George Bush, like Joe Biden did exactly what his oligarch handlers told him to do.
https://towncriernews.blogspot.com/2020/08/who-pulls-democrat-strings-who-is.html?m=1
Bush bailed out wealthy companies like AIG, Goldman Sachs and Merrill Lynch who then proceeded to pay their execs, and there were many of them, multimillion dollar bonuses at taxpayer expense and for what?? Wouldn’t happen for the storeowner who is losing his shirt or the coal miner losing his job. And the only one they put in prison was Martha Stewart.
Buffett is a DemocRat. Bush was Reagan’s biggest mistake. Farhering Bush II was one of Bush’s biggest mistake.
Marrying Barbara Bush was another. The Bushes are blood brothers to the RINO establishment.
“We needed another FDR.”
One of his first acts was to slash military and veterans budgets.

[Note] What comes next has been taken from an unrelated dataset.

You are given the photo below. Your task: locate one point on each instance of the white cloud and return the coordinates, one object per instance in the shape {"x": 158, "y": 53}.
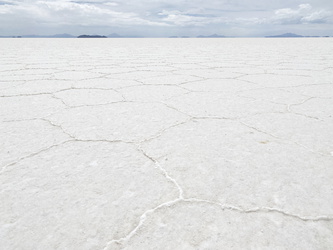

John McCain was the Media’s favorite Republican for years and years. That ‘bipartisanship’ was his gimmick, what made him special and valuable. That’s why he never went whole hog and switched parties. If McCain had ever officially become the card carrying Democrat he acted like, he would not be unique anymore. Back then, there were still a few hawkish Dems around. Chris Christie also enjoyed/ enjoys that dual relationship with the media, albeit on a lesser scale.
~Gasp~ Now how can you say these mean things about Bill Clinton’s good friend?
/sarc
Most of the QE is BO’s doing. Bush opened the door. Obama marched a generation through the door
“We needed another FDR.”
FDR was unhappy with a conservative USSC so came up with a court packing plan that was rejected by congress. He did, however, appoint seven new justices moving the USSC to a civil rights agenda.
> One of his first acts was to slash military and veterans budgets. <
Yes, FDR was a terrible president, domestically. He’s responsible for much of the bloated federal government we have today.
But he was absolutely amazing as a wartime president. He did darn near everything right. As just one example, he set the overall strategy but let the generals and admirals carry things out.
Contrast that with LBJ and Bush II. They and their civilian pals interfered in everything, constantly.